Dr Caroline Roney
MMath, MRes, PhD
Our research uses personalised atrial models and virtual cohorts to design patient-specific treatment approaches for atrial fibrillation. We work with signal processing, mechanistic simulations and machine learning techniques for both basic science and clinical data. Some of our research applications are as follows.
Signal Processing of Cardiac Arrhythmia Data:
Cardiac conduction properties exhibit large variability between patients and affect patient-specific arrhythmia mechanisms. We developed and compared multiple methodologies for calculating the conduction velocity of the propagation wavefront, for phase mapping of atrial fibrillation data and for identifying preferential pathways of activation. We recently used these techniques to predict acute response to catheter ablation therapy.

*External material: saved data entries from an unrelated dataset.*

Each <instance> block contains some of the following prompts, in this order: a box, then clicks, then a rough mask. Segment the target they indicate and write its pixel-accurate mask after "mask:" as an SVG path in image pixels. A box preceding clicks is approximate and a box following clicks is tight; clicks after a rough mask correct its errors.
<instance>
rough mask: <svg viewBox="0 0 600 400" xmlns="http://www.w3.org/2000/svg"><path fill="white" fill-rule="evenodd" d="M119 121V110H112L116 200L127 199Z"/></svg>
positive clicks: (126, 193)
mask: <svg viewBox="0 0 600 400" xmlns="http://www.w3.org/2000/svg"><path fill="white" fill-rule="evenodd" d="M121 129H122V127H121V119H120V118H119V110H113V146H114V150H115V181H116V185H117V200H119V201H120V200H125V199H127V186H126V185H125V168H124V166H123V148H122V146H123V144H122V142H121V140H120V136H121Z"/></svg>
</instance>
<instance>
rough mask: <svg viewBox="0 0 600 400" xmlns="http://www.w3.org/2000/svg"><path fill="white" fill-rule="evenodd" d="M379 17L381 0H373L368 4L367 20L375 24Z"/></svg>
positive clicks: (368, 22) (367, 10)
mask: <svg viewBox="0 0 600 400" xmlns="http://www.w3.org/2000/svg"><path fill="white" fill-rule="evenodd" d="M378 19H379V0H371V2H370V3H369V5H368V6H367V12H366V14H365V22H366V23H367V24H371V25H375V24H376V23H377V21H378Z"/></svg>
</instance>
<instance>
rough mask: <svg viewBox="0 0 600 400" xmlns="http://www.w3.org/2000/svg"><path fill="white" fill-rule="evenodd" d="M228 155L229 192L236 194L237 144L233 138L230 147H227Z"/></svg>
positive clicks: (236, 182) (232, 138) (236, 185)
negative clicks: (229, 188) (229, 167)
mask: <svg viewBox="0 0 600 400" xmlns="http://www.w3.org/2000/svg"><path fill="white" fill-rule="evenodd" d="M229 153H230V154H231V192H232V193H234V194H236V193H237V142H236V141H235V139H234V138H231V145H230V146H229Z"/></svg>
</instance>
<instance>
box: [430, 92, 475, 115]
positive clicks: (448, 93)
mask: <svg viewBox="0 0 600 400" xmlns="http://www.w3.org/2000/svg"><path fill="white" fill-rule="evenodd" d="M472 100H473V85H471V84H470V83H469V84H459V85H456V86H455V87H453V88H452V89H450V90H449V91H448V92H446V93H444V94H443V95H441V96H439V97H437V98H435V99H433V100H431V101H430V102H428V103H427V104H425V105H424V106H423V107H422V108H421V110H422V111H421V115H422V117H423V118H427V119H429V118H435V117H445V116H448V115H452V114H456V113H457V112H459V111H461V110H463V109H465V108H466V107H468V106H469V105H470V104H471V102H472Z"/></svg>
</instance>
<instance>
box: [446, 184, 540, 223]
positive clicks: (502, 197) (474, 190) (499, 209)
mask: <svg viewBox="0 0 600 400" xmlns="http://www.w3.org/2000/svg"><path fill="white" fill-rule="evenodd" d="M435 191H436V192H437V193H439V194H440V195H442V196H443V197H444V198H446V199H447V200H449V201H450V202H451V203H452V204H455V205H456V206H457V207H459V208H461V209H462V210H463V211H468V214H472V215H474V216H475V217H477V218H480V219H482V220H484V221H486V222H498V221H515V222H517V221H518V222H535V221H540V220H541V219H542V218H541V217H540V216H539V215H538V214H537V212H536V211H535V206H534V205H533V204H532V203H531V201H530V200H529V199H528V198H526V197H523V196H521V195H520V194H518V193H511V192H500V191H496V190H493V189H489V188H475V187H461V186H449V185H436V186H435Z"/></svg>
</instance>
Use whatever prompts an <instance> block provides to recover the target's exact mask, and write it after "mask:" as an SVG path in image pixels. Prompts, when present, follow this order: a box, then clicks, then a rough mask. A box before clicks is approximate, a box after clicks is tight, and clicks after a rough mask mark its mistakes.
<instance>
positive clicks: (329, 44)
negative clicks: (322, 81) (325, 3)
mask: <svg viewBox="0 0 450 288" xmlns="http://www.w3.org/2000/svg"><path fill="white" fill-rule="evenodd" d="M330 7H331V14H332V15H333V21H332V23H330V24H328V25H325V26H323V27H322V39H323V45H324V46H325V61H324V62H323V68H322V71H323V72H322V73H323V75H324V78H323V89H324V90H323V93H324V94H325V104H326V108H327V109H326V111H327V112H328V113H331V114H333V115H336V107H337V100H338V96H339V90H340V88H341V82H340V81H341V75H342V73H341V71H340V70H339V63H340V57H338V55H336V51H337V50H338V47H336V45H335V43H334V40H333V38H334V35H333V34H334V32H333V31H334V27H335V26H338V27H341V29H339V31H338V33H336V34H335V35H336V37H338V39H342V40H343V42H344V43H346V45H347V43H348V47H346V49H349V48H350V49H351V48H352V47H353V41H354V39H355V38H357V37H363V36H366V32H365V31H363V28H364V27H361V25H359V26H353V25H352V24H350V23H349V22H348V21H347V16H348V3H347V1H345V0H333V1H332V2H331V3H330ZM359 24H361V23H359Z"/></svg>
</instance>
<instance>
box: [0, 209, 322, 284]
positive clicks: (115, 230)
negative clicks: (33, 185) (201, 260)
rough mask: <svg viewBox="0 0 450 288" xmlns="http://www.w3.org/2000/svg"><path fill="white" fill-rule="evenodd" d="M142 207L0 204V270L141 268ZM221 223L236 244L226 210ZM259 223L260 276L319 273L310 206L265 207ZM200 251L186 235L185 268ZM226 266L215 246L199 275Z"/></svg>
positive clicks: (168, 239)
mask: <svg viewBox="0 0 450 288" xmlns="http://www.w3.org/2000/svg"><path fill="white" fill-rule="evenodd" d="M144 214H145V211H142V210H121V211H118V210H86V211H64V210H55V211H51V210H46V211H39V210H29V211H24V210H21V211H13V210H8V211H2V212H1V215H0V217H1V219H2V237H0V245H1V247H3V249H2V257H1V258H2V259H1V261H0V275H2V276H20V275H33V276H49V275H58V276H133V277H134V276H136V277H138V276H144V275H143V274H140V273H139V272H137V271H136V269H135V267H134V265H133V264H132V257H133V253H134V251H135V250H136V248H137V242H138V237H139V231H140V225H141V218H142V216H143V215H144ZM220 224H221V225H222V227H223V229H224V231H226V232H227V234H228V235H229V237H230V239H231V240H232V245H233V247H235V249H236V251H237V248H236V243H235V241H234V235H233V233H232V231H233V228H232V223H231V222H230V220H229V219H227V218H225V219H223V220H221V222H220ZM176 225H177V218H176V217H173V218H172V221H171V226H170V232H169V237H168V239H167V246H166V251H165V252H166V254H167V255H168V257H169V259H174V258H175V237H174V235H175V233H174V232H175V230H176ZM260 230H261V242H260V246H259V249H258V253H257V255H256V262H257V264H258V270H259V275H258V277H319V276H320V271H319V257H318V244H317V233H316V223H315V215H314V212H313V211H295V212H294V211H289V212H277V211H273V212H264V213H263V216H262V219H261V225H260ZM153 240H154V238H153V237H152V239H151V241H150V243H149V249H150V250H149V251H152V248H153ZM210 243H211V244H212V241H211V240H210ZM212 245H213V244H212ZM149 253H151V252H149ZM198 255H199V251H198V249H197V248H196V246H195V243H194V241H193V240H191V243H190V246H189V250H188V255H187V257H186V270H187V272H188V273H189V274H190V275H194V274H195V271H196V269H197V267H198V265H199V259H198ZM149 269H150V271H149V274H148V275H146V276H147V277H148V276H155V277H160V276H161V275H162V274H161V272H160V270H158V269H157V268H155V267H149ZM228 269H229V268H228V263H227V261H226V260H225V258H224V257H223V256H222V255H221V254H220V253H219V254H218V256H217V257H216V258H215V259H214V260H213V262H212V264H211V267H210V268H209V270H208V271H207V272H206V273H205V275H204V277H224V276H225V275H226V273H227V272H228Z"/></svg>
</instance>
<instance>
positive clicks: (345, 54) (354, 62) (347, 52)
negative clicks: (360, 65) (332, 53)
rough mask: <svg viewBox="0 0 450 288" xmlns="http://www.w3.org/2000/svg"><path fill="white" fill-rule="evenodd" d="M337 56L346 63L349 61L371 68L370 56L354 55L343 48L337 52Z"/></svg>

Constructing patient-specific atrial models:
We have developed a pipeline for constructing patient-specific biophysical models from imaging data. These models include atrial fibres, fibrotic remodelling, and personalised electrophysiology. We simulate atrial fibrillation and identify critical regions that could be targeted during catheter ablation therapy.
Atrial fibre modelling:
Atrial anisotropy and fibre direction affects electrical propagation patterns, anchor locations of atrial reentrant drivers, and atrial mechanics. However, it is challenging to clinically measure electrical anisotropy and patient-specific atrial fibre fields are not available. To investigate electrical anisotropy, we developed a technique to estimate conduction anisotropy and fibre direction from clinically available electrical recordings. To investigate structural anisotropy, we constructed an atrial fibre atlas from a high-resolution DTMRI dataset and developed a methodology for automatically assigning fibres to patient-specific anatomies.
Modelling Atrial Fibrosis:
Atrial fibrosis plays an important role in both the initiation and maintenance of atrial fibrillation. Fibrotic remodelling is multifactorial and there are multiple methodologies for incorporating the effects of fibrosis in computational models. We demonstrated that the specific representation of fibrosis in biophysical atrial models has a large effect on rotor dynamics and needs to be carefully considered for patient specific modelling.
Schematic showing pipeline used for investigating the effects of modelling methodology of atrial fibrosis on driver dynamics.
Biophysical simulation and machine learning to predict response to ablation therapy using virtual patient cohorts
Catheter ablation therapy for persistent atrial fibrillation typically includes pulmonary vein isolation and may include additional lesions that target patient-specific anatomical, electrical or structural features. We aim to compare ablation techniques across virtual cohorts of atrial fibrillation patients to predict patient-specific outcome and design optimal ablation approaches.
Applying pulmonary vein isolation results in different response across a cohort of patient-specific models. We compare simulated response to clinical patient outcome.
We combine biophysical simulations with machine learning techniques to predict either the acute response to therapy, or the longer-term response including whether atrial fibrillation recurs.